Group urges leniency for Gatineau's homeless as curfew nears

A group that advocates on behalf of homeless people in Gatineau, Que., is calling for a moratorium on ticketing near that city's shelters and warming centres during Quebec's provincewide curfew.

Steep fines an added worry for those already in precarious situations, advocate says

Advocacy group Collectif régional de lutte à l'itinérance en Outaouais are asking police to respect a 'perimeter of tolerance' around shelters and warming centres in Gatineau, and demanding a moratorium on tickets for people who are homeless. (Jean Delisle/CBC)

A group that advocates on behalf of homeless people in Gatineau, Que., is calling for a moratorium on ticketing near that city's shelters and warming centres during Quebec's provincewide curfew.

The overnight curfew, which is being introduced to help curb rising COVID-19 rates in the province, comes into effect Saturday.

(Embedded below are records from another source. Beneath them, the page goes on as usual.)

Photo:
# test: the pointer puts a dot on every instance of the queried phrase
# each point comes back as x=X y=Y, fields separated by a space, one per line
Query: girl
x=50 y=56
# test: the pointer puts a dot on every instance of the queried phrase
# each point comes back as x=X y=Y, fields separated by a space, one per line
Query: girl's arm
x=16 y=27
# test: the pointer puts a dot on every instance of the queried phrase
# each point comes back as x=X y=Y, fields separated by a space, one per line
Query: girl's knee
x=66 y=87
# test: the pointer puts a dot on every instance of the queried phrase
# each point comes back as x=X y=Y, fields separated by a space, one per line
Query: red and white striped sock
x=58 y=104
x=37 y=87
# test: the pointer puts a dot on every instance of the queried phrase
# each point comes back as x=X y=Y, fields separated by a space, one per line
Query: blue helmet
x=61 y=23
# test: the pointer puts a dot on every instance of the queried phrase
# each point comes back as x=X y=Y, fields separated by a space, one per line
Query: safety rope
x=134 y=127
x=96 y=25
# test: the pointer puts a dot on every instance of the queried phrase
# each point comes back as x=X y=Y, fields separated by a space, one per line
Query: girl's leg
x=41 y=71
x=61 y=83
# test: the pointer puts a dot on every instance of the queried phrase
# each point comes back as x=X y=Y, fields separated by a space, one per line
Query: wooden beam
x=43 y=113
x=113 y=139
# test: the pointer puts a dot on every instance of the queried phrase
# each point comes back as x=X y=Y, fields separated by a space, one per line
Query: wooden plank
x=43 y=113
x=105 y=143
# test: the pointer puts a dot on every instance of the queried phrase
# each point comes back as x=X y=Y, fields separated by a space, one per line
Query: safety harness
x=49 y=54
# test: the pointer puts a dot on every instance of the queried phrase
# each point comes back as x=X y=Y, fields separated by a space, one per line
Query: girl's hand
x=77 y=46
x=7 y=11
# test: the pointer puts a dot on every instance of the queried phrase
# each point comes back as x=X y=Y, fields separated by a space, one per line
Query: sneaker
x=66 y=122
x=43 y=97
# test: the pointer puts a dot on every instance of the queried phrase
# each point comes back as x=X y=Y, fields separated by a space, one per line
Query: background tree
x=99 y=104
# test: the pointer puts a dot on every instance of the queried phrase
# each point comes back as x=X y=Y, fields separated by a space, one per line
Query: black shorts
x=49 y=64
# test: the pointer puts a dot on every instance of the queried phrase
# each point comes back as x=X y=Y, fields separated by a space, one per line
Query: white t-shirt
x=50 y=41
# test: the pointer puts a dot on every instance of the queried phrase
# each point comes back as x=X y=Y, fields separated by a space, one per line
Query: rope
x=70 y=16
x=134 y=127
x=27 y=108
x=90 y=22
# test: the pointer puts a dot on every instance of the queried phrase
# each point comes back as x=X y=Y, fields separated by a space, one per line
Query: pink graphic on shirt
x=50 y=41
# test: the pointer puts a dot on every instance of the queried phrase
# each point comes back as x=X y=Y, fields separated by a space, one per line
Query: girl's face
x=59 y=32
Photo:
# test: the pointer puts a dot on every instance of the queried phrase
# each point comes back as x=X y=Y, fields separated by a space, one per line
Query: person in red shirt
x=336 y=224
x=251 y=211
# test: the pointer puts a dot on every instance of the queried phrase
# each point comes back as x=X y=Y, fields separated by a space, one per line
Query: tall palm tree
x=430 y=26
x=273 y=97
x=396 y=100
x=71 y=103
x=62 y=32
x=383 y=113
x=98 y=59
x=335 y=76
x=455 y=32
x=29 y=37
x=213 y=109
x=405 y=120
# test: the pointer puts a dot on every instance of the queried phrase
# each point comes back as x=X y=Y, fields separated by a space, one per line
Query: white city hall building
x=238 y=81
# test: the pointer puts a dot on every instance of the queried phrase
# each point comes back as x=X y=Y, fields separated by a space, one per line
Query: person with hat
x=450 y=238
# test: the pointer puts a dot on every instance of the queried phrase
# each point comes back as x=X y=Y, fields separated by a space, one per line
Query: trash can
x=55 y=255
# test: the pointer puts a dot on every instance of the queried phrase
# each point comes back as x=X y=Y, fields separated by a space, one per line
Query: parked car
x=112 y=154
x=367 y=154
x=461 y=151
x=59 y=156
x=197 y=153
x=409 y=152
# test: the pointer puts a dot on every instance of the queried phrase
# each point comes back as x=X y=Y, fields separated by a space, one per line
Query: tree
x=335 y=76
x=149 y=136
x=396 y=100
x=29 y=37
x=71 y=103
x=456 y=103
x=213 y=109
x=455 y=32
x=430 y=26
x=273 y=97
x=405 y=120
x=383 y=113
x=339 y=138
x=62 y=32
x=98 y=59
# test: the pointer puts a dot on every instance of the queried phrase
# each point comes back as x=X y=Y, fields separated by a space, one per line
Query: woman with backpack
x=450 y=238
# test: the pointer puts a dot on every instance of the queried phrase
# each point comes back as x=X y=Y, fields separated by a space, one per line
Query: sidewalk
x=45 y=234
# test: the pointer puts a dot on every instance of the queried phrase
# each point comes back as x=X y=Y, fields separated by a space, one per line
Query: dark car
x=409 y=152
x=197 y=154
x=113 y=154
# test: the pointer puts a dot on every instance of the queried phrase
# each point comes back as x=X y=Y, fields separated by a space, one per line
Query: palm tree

Anyone caught outside between 8 p.m. and 5 a.m. can face a fine ranging from $1,000 to $6,000, with very few exceptions.

Homelessness is not one of them, and that concerns advocates.

"[Homeless] people will still circulate in the streets," said Melissa Roy, co-ordinator of Collectif régional de lutte à l'itinérance en Outaouais. "It's not feasible to think that they can find a safe indoor space to stay for nine straight hours."

Shelters nearly full

Quebec Premier François Legault has said there's enough indoor shelter space to accommodate the province's homeless population during the curfew, but Roy said Gatineau's shelters are already on the verge of overflowing.

"Out of 99 places available [in the city's homeless shelters], more than 95 were occupied for half of the month of December, so often people will show up to a shelter and then are turned away," she said.

There's the financial constraint, but there's also the added psychological pressure of having these accumulated tickets and these encounters with police officers.- Melissa Roy, Collectif régional de lutte à l'itinérance en Outaouais

The financial penalties are daunting, especially for someone who's already down on their luck, Roy said.

"There's the financial constraint, but there's also the added psychological pressure of having these accumulated tickets and these encounters with police officers," she said. "By having an explicit moratorium, we hope that this could ease some fears and ensure that these people won't be unfairly targeted."

Quebec's Public Safety Minister Geneviève Guilbault said at a news conference Thursday afternoon that police will help homeless people find a safe place to stay, not issue them fines.

"We wish to help the homeless and not inundate them with tickets," she said in French.

Women fleeing abuse also at risk

Roy's group will meet with Gatineau police Friday to discuss a plan for dealing with people who are in precarious situations.

Roy said there's already been talk of establishing a "perimeter of tolerance" around homeless shelters in the city's Hull sector, a sort of exclusion zone where people can be outside at night without facing fines.

There are also fears the steep fines could discourage women from fleeing violent or otherwise abusive situations, said Roy.

"Either they will stay indoors and tensions will rise and things will blow up, or they may go outside, and then if they have an encounter with a police officer at this point, I mean, this could exacerbate their issues," she said.

Roy said she has similar concerns for rooming house tenants. While they have a place to stay at night, tensions can sometimes boil over in those environments and residents need to get out to avoid conflict, she said.